Tuesday, June 17, 2008

First love rediscovered

First love. Many people regard teen love as the first love. To me, first love was discovered when I was 22years old. The kind of love that knows no boundaries. You see, when I was with her, the world became oblivious to me. We only see each other, only sensed each other, only cared about each other. But then I lost her. My world ripped to pieces. The sky turned dark on me.
I tried to rediscover love with other people. Constantly, I tried to rebuild the love that I lost with someone else, only to discover that I don't love that someone at all. . None at all.
Till at last, I gave up searching. All the while, still hoping for the return of my one true love. Years had passed now, my hope was flickering to it's end. Until recently, she found me. We rediscovered our love. And it was, as it was....my true love.






Sunday, May 4, 2008


Things got complicated. I was not given a raise. That, totally changed my eye on this company. I don't love it anymore. I think I might leave it. My feet numbs, my heart aches, my eye feel sore. I'm leaving for sure....The question is, when?

Saturday, February 2, 2008



Where do I go now? I had my life all planned out, but then fate pushed everything sideways. I've lost control, and now, I am lost. Which way do I go? When to go? How to get there? Where is "there"? I am lost....

Wednesday, January 30, 2008




I thought I can cut away all my problems like knife to butter. But my problems was tougher than leather, kevlar alike. It's still there, watching me, waiting for a chance to pounce and end everything, or worst, devouring me slowly from flesh to bone.

Tuesday, January 29, 2008


I discovered that my new job is much2 more demanding that I expected, but I'm not giving up yet. So many things to do ; So little time.

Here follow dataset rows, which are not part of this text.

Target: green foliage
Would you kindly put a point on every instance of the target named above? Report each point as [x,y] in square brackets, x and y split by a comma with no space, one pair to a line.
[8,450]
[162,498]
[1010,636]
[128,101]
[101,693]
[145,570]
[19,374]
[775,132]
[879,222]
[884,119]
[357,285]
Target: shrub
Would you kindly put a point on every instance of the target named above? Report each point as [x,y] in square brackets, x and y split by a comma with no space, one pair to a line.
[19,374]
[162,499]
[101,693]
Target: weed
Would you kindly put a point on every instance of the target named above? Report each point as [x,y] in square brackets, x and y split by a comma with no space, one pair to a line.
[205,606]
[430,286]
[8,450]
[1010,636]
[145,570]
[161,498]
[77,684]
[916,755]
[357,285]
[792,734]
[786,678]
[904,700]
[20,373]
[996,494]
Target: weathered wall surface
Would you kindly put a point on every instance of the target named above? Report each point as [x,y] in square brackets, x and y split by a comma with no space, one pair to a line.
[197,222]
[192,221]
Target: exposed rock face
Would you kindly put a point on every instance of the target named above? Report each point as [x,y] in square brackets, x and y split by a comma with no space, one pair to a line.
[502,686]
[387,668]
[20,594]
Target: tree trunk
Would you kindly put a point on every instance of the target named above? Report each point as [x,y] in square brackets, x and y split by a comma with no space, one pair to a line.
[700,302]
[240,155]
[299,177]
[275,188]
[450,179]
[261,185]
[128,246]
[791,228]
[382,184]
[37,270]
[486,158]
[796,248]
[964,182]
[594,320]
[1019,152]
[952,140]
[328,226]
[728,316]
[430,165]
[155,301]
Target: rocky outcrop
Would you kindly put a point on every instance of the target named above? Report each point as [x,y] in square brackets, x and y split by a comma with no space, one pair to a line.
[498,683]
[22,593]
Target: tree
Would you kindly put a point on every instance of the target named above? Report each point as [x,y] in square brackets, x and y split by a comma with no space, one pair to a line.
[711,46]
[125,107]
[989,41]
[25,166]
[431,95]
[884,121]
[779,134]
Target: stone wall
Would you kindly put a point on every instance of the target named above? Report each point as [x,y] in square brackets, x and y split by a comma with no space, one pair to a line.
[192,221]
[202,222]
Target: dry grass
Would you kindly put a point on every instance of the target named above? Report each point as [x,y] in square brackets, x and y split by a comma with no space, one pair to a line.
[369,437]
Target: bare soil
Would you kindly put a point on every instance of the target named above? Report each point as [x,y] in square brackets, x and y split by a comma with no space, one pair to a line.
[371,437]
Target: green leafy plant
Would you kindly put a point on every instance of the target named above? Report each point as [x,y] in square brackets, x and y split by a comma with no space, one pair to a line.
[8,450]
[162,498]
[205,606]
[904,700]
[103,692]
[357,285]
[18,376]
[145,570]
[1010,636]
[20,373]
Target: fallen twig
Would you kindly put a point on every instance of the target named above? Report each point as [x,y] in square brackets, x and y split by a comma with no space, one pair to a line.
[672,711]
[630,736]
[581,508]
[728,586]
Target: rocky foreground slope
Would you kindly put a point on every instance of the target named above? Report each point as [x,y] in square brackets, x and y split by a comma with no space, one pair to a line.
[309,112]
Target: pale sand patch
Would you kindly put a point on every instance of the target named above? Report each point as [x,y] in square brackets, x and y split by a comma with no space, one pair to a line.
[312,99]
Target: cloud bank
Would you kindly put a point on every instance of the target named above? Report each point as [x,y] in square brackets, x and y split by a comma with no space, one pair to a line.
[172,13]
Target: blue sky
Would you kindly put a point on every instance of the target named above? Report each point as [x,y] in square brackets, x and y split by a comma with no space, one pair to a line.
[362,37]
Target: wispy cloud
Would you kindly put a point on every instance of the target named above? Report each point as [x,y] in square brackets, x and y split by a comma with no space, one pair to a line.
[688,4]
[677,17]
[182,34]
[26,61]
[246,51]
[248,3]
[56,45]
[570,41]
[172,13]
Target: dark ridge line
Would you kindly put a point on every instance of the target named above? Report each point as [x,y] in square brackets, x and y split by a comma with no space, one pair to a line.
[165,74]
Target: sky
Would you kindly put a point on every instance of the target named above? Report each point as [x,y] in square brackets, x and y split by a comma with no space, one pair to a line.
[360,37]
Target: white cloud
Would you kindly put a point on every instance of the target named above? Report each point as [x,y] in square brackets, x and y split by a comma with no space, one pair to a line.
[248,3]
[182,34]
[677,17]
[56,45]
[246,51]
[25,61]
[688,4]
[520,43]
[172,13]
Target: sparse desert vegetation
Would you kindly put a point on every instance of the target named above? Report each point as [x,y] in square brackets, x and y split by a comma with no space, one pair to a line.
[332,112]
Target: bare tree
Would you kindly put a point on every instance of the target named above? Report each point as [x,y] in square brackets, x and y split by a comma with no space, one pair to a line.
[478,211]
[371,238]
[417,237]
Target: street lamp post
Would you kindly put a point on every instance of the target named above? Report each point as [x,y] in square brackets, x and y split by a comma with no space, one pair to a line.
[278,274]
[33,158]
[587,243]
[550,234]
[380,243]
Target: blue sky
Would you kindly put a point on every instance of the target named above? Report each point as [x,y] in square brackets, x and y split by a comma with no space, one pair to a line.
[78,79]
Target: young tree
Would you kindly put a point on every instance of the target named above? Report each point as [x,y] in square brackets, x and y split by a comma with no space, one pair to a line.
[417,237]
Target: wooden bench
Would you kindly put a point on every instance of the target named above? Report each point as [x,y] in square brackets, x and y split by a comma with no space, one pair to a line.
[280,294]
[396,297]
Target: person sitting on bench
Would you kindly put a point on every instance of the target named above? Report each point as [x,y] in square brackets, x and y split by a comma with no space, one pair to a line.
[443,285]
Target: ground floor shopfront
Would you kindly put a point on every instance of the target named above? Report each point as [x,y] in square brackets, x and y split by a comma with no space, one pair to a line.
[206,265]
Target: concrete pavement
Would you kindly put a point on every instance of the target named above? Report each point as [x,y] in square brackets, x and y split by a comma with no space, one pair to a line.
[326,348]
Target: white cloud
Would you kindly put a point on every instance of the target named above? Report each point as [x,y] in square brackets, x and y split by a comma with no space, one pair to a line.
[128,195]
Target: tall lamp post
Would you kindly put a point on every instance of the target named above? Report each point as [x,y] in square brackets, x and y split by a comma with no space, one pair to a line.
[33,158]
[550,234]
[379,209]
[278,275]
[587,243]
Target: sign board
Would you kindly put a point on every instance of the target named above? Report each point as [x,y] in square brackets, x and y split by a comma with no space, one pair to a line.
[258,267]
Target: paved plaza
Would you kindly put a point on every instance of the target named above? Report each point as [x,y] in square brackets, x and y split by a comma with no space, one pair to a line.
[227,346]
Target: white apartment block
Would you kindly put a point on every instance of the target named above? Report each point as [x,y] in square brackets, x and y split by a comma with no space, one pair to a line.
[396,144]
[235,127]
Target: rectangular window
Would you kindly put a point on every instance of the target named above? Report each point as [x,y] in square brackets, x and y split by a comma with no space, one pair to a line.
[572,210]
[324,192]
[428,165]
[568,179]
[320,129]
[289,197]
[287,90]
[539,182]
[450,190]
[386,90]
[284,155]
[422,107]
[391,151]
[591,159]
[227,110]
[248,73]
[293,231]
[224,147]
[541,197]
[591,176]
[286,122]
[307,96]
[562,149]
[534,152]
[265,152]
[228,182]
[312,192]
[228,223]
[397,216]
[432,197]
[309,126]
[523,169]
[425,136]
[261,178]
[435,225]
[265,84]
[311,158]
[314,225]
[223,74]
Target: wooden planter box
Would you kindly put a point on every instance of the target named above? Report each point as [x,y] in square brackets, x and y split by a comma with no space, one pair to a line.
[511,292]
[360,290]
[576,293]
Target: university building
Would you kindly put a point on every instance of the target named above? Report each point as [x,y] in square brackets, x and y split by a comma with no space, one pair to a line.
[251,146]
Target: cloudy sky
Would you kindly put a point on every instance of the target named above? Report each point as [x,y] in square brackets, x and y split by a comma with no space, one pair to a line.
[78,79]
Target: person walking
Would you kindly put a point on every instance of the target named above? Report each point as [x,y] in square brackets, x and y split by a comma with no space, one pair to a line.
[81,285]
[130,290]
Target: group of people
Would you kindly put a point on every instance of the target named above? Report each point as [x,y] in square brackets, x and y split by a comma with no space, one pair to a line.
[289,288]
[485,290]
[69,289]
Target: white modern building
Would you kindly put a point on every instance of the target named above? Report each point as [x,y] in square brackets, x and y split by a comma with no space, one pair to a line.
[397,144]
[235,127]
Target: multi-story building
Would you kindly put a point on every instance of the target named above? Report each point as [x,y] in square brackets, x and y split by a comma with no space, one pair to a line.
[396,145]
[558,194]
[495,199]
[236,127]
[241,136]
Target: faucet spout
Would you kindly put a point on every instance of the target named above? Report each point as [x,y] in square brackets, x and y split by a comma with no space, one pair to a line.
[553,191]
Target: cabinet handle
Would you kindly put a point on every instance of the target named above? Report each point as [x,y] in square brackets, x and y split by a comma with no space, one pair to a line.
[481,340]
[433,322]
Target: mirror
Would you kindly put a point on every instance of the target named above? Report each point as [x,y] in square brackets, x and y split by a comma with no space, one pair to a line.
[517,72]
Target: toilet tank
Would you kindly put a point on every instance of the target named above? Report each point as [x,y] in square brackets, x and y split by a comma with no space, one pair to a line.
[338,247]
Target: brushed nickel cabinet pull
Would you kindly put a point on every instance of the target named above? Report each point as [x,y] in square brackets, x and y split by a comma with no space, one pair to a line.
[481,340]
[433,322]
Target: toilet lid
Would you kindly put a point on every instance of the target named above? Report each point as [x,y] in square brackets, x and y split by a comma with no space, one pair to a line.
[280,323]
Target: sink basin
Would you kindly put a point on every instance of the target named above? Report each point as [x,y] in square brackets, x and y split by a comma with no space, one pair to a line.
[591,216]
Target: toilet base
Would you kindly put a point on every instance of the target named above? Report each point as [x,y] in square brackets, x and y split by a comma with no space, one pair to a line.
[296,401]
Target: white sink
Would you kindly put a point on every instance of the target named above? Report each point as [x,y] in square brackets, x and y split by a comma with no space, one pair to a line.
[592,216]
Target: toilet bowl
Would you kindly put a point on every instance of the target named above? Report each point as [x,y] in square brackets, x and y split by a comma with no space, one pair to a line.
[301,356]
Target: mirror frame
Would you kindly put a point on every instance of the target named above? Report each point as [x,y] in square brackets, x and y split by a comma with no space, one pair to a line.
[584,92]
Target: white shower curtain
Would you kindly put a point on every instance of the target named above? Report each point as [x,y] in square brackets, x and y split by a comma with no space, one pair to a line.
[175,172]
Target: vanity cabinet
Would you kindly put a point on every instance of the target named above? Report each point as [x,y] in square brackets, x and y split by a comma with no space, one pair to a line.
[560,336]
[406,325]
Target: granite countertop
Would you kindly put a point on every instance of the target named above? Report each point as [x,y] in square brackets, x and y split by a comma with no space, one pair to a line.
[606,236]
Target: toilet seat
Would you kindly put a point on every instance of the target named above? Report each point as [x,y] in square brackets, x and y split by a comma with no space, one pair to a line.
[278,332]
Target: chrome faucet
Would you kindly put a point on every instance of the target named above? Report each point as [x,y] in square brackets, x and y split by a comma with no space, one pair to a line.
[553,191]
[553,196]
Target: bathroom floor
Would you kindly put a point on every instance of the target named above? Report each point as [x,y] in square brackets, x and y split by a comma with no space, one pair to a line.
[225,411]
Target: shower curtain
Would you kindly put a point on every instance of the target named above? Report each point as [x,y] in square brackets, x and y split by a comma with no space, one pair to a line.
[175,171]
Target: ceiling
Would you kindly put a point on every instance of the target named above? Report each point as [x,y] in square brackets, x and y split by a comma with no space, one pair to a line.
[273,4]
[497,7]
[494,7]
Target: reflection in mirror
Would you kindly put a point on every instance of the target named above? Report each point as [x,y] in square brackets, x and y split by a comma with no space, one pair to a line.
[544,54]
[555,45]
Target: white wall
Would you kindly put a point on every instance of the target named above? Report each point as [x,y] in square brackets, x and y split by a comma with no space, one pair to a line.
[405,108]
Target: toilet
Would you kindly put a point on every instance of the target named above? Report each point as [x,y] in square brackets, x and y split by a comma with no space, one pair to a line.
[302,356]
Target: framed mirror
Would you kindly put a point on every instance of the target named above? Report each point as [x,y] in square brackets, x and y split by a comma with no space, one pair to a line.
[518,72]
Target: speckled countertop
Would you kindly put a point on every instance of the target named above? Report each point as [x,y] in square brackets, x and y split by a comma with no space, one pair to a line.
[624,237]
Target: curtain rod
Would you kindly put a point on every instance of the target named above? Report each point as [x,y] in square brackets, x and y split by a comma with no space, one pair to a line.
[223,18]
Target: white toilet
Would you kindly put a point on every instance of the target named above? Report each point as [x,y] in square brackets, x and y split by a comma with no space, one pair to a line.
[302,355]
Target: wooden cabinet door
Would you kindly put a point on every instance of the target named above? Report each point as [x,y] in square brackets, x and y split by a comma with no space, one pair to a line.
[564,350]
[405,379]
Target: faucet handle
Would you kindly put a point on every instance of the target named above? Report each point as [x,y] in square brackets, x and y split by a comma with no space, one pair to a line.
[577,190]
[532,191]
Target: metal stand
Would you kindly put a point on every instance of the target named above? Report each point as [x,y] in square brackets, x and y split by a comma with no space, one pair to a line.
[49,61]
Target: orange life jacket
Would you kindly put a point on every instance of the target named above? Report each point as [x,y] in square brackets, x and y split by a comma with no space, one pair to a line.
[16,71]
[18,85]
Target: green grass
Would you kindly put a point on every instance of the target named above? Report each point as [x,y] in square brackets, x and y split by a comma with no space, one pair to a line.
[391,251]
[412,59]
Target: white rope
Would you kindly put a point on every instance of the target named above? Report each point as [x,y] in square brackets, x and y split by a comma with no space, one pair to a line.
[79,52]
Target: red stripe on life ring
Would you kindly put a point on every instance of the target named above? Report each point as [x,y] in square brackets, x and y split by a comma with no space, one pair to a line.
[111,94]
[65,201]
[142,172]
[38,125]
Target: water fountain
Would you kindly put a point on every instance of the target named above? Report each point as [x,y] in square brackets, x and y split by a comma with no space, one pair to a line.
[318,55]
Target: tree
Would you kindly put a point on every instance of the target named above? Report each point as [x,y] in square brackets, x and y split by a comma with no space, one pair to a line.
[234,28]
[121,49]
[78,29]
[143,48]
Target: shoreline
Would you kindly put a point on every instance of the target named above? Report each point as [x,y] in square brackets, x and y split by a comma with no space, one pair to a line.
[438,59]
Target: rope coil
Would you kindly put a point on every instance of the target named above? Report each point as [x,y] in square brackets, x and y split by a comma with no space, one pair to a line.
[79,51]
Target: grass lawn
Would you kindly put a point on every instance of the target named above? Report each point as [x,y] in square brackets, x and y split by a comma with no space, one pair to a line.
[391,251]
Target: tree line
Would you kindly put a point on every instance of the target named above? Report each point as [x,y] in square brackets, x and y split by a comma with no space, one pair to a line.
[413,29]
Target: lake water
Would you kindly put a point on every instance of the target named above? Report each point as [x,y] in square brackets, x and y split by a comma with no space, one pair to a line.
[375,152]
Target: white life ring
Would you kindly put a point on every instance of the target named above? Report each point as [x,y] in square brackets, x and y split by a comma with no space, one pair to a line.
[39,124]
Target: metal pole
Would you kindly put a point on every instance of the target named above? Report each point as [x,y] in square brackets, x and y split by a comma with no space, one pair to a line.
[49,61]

Thursday, January 24, 2008



Life took a turn when I was appointed as Production Manager at my workplace. New responsibilities pretty much demands a lot of my time and energy, not to mention creating new enemies. I hope the pay is worth the struggle.

Monday, December 17, 2007

Opportunity crashed and burned. Life's become dreadful to watch. Work is harder than ever. Money is so scarce, I feel like robing a bank. Love is bullshit. Mood swing is frequent. The only cure is USD1000. Any loaners?